[Gluster-users] Intermittent mount disconnect due to socket poller error
Ryan Lee
ryanlee at zepheira.com
Wed Mar 7 02:45:11 UTC 2018
I happened to review the status of volume clients and realized they were
reporting a mix of different op-versions: 3.13 clients were still
connecting to the downgraded 3.12 server (likely a timing issue between
downgrading clients and mounting volumes). Remounting the reported
clients has resulted in the correct op-version all around and about a
week free of these errors.
On 2018-03-01 12:38, Ryan Lee wrote:
> Thanks for your response - is there more that would be useful in
> addition to what I already attached? We're logging at default level on
> the brick side and at error on clients. I could turn it up for a few
> days to try to catch this problem in action (it's happened several more
> times since I first wrote).
>
> On 2018-02-28 18:38, Raghavendra Gowdappa wrote:
>> Is it possible to attach logfiles of problematic client and bricks?
>>
>> On Thu, Mar 1, 2018 at 3:00 AM, Ryan Lee <ryanlee at zepheira.com
>> <mailto:ryanlee at zepheira.com>> wrote:
>>
>> We've been on the Gluster 3.7 series for several years with things
>> pretty stable. Given that it's reached EOL, yesterday I upgraded to
>> 3.13.2. Every Gluster mount and server was disabled then brought
>> back up after the upgrade, changing the op-version to 31302 and then
>> trying it all out.
>>
>> It went poorly. Every sizable read and write (100's MB) lead to
>> 'Transport endpoint not connected' errors on the command line and
>> immediate unavailability of the mount. After unsuccessfully trying
>> to search for similar problems with solutions, I ended up
>> downgrading to 3.12.6 and changing the op-version to 31202. That
>> brought us back to usability with the majority of those operations
>> succeeding enough to consider it online, but there are still
>> occasional mount disconnects that we never saw with 3.7 - about 6 in
>> the past 18 hours.
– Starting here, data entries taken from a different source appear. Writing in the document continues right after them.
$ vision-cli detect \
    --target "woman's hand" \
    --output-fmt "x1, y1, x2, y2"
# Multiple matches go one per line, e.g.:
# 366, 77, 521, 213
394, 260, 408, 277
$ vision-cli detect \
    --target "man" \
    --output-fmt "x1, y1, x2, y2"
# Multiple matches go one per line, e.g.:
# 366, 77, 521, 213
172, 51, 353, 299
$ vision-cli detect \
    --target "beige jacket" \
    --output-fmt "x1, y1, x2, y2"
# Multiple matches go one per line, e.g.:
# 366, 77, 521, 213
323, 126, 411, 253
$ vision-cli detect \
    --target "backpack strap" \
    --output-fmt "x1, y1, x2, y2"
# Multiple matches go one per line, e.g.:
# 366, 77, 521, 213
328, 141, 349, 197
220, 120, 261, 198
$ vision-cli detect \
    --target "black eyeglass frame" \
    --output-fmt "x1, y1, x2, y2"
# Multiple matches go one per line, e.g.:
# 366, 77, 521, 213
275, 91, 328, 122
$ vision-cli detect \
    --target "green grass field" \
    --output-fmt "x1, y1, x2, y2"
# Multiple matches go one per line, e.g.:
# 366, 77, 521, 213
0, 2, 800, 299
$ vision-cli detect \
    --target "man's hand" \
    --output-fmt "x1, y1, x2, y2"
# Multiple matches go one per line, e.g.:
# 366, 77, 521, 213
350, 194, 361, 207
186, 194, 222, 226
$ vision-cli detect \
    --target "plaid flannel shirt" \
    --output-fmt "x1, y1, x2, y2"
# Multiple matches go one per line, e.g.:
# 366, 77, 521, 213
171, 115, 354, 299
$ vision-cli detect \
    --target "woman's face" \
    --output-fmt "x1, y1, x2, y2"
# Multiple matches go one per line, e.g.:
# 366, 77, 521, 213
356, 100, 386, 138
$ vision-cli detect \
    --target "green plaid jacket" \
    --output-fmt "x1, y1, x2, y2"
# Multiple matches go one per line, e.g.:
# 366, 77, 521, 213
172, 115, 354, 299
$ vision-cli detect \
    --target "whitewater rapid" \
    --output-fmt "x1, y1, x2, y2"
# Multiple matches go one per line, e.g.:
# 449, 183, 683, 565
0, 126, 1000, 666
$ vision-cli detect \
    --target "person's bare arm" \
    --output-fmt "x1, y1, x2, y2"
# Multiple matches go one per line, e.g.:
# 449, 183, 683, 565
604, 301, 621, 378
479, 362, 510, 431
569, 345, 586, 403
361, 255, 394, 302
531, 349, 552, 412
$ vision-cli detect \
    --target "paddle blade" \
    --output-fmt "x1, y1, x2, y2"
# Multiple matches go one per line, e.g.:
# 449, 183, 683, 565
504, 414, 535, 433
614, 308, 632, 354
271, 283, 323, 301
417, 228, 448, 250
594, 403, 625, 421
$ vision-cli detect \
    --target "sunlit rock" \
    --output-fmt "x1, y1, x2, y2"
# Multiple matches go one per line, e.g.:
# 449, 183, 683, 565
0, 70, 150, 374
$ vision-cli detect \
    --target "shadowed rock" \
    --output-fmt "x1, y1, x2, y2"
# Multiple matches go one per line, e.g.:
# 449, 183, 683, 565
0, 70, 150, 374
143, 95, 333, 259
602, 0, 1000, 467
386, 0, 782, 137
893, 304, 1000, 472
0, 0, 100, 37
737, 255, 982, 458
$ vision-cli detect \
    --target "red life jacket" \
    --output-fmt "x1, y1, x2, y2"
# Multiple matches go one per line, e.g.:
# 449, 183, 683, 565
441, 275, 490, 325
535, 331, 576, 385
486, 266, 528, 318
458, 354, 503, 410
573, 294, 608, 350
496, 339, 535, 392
It seems these disconnects would never come
>> back, either, unless manually re-mounted. Manually remounting
>> reconnects immediately. They only disconnect the affected client,
>> though some simultaneous disconnects have occurred due to
>> simultaneous activity. The lower-level log info seems to indicate a
>> socket problem, potentially broken on the client side based on
>> timing (but the timing is narrow, and I won't claim the clocks are
>> that well synchronized across all our servers). The client and one
>> server claim a socket polling error with no data available, and the
>> other server claims a writev error. This seems to lead the client
>> to the 'all subvolumes are down' state, even though all other
>> clients are still connected. Has anybody run into this? Did I miss
>> anything moving so many versions ahead?
>>
>> I've included the output of volume info and some excerpts from the
>> logs. We have two servers running glusterd and two replica volumes
>> with a brick on each server. Both experience disconnects; there are
>> about 10 clients for each, with one using both. We use SSL over
>> internal IPv4. Names in all caps were replaced, as were IP addresses.
>>
>> Let me know if there's anything else I can provide.
>>
>> % gluster v info VOL
>> Volume Name: VOL
>> Type: Replicate
>> Volume ID: 3207155f-02c6-447a-96c4-5897917345e0
>> Status: Started
>> Snapshot Count: 0
>> Number of Bricks: 1 x 2 = 2
>> Transport-type: tcp
>> Bricks:
>> Brick1: SERVER1:/glusterfs/VOL-brick1/data
>> Brick2: SERVER2:/glusterfs/VOL-brick2/data
>> Options Reconfigured:
>> config.transport: tcp
>> features.selinux: off
>> transport.address-family: inet
>> nfs.disable: on
>> client.ssl: on
>> performance.readdir-ahead: on
>> auth.ssl-allow: [NAMES, including CLIENT]
>> server.ssl: on
>> ssl.certificate-depth: 3
>>
>> Log excerpts (there was nothing related in glusterd.log):
>>
>> CLIENT:/var/log/glusterfs/mnt-VOL.log
>> [2018-02-28 19:35:58.378334] E [socket.c:2648:socket_poller]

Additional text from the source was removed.